En mayo de 1968, el salario mínimo aumentó en un tercio tras las manifestaciones en las que murieron varias personas. En 1986, el “proyecto Devaquet”, considerado por los manifestantes como una selectividad para entrar en la universidad, fue abandonado tras la muerte de un estudiante. En 2006, la introducción del CPE, un contrato de trabajo destinado a facilitar las contrataciones pero criticado por su precariedad, fue retirado tras violentas manifestaciones.

“Los franceses tienen la impresión de que todos los métodos son buenos: como no escuchan, hay que encontrar otras formas”, explica Michel Pigenet.

“Hay un movimiento creciente que defiende métodos más combativos que las marchas clásicas”, analiza Erik Neveu, profesor de Sciences Po (Ciencias Políticas) en Rennes.

Esto explica el apoyo masivo (70 a 80%) de la población francesa a los “chalecos amarillos”, pese a la violencia de algunos de sus miembros.
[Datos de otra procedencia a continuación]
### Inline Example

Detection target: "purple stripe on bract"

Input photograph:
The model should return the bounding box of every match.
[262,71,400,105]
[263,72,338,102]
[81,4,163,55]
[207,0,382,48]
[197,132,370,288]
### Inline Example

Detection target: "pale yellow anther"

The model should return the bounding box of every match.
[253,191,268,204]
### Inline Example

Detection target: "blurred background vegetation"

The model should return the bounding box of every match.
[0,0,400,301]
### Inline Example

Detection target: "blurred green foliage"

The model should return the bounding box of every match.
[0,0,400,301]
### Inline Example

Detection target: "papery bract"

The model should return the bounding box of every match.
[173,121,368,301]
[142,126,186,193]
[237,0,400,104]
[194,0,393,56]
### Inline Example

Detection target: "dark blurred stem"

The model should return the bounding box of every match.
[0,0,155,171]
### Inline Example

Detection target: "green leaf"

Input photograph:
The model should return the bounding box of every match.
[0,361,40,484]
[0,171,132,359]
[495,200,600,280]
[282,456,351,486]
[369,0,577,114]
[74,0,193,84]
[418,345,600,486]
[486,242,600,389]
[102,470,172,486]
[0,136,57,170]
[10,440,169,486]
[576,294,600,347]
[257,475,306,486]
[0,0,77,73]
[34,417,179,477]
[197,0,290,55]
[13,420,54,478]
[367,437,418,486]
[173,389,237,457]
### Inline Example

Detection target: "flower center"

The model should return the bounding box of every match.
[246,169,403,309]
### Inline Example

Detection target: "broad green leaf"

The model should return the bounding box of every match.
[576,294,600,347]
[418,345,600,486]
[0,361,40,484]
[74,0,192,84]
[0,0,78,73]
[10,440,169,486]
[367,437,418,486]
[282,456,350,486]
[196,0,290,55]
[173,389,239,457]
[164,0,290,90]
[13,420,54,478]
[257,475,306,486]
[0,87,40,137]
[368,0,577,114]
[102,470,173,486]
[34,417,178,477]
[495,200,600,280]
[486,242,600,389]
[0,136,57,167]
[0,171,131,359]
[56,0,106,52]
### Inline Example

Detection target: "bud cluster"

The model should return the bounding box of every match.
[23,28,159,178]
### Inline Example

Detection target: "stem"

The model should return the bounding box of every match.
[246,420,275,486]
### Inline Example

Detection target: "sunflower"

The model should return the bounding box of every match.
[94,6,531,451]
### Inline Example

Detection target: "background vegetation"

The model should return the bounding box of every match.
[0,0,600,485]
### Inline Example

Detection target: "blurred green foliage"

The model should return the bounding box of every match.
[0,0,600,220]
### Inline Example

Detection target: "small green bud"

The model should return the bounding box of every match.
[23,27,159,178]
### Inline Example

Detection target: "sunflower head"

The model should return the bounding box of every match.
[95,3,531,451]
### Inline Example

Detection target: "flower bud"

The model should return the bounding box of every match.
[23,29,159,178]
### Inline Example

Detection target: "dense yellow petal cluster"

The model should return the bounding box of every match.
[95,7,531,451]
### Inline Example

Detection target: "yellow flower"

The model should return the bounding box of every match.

“Algunos simpatizan con el ‘pobre comerciante’ cuyas vitrinas quedaron destrozadas, pero otros piensan que es la única manera con la que se puede conseguir algo”, resume Neveu.

Esto podría explicar, añade Neveu, que manifestantes hasta ahora moderados hayan participado en los desmanes. Como esos “chalecos amarillos” padres de familia que actuaron en los disturbios del sábado.

La multiplicación de los desbordes durante manifestaciones, un fenómeno cada vez más común “desde los años 2000”, se explica también por la “pérdida de fuerza de las estructuras clásicas que normalmente estructuran las manifestaciones”, como los sindicatos, concluye Pigenet.